Si le département du Tarn peut compter sur des fonds communaux importants et  somme toute relativement préservés, certains fonds se révèlent particulièrement précieux et prestigieux, que cela soit en raison de la présence de documents rares ou spectaculaires ou de l'abondance des sources depuis les temps les plus anciens jusqu'à nos jours. Beaucoup d’éléments cités dans cette partie proviennent du Guide des lecteurs des Archives du Tarn rédigé par Maurice Greslé-Bouignol et publié en 1978.

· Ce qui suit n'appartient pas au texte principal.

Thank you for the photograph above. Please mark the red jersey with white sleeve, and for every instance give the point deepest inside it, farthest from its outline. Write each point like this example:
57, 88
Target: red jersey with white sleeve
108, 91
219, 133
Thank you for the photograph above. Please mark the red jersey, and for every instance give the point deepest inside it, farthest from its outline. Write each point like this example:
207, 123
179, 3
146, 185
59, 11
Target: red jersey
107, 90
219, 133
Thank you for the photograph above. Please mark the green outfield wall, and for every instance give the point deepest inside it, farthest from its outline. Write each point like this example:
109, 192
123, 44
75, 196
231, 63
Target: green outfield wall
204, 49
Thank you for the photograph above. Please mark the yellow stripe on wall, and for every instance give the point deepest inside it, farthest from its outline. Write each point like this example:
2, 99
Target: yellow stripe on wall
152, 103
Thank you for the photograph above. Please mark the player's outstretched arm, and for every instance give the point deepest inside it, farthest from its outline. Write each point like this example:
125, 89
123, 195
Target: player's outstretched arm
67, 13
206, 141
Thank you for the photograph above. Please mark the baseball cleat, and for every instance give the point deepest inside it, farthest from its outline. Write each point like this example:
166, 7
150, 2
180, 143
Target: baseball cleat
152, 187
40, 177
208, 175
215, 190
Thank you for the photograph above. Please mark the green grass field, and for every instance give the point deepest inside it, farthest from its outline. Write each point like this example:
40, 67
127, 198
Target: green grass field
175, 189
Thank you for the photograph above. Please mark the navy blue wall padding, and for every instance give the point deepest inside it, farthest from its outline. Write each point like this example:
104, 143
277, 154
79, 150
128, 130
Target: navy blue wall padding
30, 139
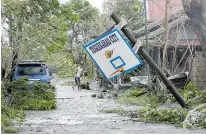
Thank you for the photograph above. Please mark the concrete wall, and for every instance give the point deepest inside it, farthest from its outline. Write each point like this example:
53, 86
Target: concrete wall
198, 70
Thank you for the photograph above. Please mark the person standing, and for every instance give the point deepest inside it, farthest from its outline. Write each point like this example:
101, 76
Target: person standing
77, 77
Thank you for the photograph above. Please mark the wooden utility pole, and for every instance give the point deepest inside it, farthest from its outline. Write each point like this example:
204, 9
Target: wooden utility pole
144, 55
165, 43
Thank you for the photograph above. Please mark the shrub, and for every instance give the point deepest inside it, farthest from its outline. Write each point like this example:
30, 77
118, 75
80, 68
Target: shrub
11, 130
173, 116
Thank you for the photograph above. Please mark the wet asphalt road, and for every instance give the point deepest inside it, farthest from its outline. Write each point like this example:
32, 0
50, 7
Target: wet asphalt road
79, 113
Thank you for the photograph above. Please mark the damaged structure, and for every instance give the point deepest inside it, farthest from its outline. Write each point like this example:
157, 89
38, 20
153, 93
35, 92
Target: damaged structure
184, 53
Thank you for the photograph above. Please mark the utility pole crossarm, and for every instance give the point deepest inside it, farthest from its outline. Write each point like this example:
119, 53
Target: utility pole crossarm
144, 55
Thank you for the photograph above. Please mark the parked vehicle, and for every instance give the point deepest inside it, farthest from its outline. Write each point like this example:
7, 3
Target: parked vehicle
36, 70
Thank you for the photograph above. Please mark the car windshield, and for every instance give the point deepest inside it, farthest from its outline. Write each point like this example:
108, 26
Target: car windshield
31, 69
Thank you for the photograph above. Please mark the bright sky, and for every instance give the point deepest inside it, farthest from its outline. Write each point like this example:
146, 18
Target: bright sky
95, 3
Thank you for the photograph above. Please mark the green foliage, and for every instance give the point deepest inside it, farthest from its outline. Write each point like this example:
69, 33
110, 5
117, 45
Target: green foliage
40, 97
11, 130
132, 11
133, 97
190, 91
173, 116
120, 111
5, 121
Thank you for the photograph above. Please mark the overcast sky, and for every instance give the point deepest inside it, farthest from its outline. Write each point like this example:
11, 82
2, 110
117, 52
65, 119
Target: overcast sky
95, 3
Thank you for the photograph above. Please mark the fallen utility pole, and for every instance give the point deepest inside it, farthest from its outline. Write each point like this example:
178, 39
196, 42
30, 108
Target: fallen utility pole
144, 55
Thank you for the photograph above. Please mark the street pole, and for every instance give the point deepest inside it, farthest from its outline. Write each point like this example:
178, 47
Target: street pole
144, 54
146, 34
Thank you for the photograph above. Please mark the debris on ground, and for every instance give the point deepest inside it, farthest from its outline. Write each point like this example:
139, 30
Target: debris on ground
179, 80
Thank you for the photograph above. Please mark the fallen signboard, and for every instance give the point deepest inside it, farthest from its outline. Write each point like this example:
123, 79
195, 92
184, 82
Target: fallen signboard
113, 54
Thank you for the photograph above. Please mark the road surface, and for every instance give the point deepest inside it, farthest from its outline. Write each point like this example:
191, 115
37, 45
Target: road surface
79, 113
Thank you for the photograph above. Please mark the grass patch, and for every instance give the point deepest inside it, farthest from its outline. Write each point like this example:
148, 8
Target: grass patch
40, 96
120, 111
156, 115
11, 130
5, 121
134, 97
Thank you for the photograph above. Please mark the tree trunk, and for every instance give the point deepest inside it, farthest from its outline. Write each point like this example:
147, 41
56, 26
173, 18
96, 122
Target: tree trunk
196, 11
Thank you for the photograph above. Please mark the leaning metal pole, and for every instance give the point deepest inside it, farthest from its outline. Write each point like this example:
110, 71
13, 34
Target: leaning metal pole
146, 35
144, 55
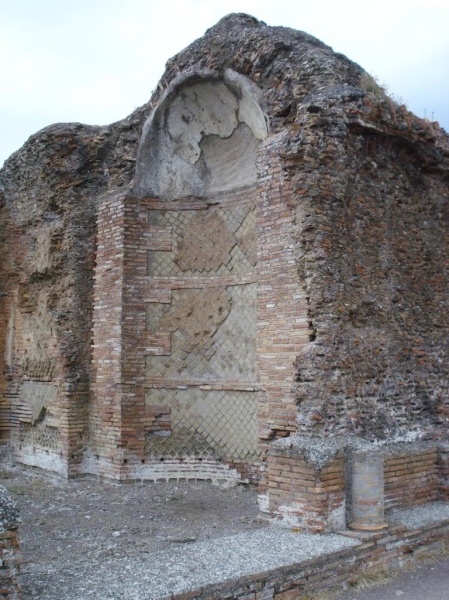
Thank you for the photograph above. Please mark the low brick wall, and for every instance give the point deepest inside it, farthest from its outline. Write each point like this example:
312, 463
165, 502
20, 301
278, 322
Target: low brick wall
300, 493
411, 478
389, 549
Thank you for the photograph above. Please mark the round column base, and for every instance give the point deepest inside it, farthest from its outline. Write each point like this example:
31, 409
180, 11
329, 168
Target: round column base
362, 527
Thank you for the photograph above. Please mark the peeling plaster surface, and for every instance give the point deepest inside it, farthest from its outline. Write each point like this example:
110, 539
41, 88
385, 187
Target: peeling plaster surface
202, 138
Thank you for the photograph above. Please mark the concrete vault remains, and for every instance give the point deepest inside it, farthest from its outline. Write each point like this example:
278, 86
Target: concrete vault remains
246, 278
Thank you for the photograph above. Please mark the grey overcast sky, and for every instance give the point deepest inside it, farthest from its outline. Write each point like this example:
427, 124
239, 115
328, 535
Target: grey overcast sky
95, 61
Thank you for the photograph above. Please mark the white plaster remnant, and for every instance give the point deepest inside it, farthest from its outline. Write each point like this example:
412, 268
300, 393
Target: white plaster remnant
202, 137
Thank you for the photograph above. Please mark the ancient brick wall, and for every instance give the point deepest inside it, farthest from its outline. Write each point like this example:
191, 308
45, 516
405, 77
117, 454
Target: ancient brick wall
411, 478
344, 197
305, 495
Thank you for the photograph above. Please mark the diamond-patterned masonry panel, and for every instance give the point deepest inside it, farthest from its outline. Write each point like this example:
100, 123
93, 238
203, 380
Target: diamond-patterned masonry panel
213, 334
205, 424
39, 435
217, 241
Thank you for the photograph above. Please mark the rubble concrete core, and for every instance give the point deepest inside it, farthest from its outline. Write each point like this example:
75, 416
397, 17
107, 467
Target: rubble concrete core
255, 257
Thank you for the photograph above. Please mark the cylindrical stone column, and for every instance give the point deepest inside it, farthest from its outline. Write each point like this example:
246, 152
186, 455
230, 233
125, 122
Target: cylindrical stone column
367, 491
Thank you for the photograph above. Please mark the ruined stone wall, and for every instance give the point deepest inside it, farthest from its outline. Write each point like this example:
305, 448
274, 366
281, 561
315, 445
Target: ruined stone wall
347, 207
372, 240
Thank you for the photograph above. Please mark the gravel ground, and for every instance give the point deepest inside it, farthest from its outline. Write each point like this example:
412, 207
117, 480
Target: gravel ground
86, 539
71, 528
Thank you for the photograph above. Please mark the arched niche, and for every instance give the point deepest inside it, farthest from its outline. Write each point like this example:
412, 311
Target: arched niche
202, 137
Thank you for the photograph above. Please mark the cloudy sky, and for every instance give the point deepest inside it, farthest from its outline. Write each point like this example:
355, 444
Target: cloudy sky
95, 61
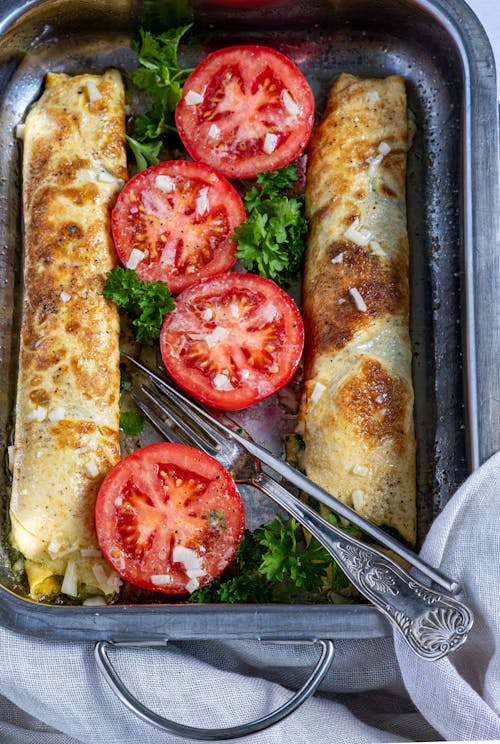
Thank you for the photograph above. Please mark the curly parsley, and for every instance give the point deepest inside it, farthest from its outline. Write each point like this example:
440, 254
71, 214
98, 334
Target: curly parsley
272, 240
146, 303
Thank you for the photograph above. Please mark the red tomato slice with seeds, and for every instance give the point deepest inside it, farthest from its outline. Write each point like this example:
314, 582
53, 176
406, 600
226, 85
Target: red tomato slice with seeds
174, 222
244, 110
169, 518
232, 340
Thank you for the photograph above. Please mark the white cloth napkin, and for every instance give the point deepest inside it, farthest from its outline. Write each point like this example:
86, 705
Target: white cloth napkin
52, 693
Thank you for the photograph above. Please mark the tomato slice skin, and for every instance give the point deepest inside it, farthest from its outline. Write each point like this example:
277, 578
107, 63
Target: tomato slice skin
169, 518
232, 340
245, 109
181, 216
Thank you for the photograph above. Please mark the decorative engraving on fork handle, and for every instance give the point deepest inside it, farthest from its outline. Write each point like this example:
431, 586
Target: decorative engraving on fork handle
432, 623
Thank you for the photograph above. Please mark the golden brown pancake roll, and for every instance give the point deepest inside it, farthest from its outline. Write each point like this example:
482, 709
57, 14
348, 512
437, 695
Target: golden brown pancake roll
356, 411
67, 407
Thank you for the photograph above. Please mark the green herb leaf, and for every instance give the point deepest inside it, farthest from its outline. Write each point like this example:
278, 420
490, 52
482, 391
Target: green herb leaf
272, 240
161, 76
131, 422
146, 303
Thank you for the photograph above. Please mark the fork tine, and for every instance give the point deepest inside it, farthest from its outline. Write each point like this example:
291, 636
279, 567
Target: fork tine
192, 435
159, 424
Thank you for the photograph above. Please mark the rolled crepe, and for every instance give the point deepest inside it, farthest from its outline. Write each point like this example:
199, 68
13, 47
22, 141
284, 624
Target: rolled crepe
356, 411
67, 407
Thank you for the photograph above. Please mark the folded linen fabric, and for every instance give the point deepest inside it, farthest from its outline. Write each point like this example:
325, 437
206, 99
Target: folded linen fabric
376, 690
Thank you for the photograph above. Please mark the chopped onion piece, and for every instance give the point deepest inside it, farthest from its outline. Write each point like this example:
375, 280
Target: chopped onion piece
92, 469
358, 300
192, 97
318, 391
161, 579
372, 98
188, 557
222, 382
207, 314
202, 205
357, 234
96, 601
270, 142
135, 258
289, 103
93, 91
165, 183
377, 248
360, 470
192, 585
37, 414
358, 499
218, 334
57, 414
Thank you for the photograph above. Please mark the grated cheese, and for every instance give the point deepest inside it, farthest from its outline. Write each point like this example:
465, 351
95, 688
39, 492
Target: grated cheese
358, 300
357, 234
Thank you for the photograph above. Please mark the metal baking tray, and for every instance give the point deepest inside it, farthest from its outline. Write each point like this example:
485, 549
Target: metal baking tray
445, 57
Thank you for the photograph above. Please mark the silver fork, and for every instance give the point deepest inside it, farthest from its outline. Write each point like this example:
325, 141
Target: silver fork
432, 623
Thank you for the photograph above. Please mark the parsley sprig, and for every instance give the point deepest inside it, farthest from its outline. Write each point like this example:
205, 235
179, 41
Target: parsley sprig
274, 563
161, 76
146, 303
272, 240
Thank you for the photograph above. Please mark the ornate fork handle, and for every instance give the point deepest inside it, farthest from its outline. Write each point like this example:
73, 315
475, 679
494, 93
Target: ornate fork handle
432, 623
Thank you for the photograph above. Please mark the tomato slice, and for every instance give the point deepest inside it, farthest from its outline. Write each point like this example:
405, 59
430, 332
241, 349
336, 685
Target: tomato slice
232, 340
169, 518
174, 222
244, 110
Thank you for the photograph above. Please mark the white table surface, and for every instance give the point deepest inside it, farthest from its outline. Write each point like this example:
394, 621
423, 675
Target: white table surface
488, 13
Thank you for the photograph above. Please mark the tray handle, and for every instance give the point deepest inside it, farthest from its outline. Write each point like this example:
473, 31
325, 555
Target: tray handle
123, 693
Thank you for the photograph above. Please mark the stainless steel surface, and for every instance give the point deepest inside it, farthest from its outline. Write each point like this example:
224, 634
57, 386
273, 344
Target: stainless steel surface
220, 438
431, 623
211, 734
453, 226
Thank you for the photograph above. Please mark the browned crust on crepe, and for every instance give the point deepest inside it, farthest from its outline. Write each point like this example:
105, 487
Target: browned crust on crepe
356, 412
67, 408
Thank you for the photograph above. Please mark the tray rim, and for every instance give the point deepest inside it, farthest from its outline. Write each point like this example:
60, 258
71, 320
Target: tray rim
37, 619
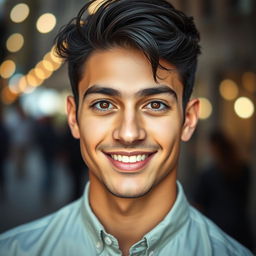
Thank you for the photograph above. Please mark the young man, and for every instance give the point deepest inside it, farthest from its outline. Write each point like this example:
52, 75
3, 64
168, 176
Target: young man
131, 65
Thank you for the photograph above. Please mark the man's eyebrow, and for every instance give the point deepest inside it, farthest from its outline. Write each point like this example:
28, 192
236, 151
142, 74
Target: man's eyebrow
101, 90
156, 90
142, 93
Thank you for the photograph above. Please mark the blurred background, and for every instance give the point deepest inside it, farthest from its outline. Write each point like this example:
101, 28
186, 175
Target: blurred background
40, 164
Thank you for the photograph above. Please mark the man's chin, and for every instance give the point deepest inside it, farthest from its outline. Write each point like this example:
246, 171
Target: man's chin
129, 194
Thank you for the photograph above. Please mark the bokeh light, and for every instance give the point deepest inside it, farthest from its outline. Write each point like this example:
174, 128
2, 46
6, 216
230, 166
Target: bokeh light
7, 68
19, 13
244, 107
228, 89
205, 108
15, 42
46, 23
32, 79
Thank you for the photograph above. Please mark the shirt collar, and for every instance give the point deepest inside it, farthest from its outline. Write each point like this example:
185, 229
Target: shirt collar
162, 233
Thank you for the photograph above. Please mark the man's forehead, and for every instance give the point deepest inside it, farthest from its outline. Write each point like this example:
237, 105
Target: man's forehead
126, 70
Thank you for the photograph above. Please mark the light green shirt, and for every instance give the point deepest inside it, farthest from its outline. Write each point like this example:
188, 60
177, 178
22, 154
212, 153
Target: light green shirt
75, 231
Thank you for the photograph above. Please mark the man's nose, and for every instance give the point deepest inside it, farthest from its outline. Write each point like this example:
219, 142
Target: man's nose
130, 128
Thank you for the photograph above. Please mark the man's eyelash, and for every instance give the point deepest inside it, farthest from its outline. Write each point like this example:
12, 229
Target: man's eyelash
93, 105
166, 107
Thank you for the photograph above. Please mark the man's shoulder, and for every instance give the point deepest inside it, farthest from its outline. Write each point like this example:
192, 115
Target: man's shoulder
219, 242
38, 232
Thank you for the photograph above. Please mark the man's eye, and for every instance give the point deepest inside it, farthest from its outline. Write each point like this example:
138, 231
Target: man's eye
157, 106
102, 105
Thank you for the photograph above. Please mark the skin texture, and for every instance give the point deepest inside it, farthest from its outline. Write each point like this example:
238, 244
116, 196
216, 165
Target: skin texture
128, 121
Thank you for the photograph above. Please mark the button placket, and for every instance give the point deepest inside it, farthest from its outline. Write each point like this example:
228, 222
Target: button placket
108, 240
151, 253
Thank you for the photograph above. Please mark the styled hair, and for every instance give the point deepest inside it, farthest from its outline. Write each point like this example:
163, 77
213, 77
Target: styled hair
154, 27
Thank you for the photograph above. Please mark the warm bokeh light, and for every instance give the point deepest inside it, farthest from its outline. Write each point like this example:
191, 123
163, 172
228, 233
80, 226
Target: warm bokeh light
7, 68
19, 13
8, 96
44, 73
46, 23
39, 73
228, 89
244, 107
15, 42
32, 79
205, 108
249, 81
54, 55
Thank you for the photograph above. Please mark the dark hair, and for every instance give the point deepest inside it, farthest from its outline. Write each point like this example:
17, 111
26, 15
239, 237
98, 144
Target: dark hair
154, 27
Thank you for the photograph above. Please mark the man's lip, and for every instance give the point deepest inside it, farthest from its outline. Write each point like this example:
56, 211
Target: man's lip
130, 167
126, 153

Compoix "poilu" de Castelnau-de-Montmiral, 1602 (64 EDT CC 11)

On peut ainsi admirer quelques documents qui font la fierté de nos dépôts, tels la charte de fondation de Castelnau-de-Lévis et son étonnant étui de cuir illustré (63 EDT AA 1), ou encore le cartulaire de Viane (314 EDT AA 1) ou le livre ferrat de Cordes (AA 1) . De même, les compoix, qui sont une des richesses des archives communales, sont aussi des documents imposants, parfois enluminés comme à Brousse ou à Saint-Julien-du-Puy (40 EDT CC 2 et 258 EDT CC 1). Certains documents peuvent se révéler étonnants ou extraordinaires, au sens premier du terme, tel les compoix « poilus » (car leur reliure comporte encore les poils de l'animal) de Castelnau-de-Montmiral (64 EDT CC 11 et les suivants)...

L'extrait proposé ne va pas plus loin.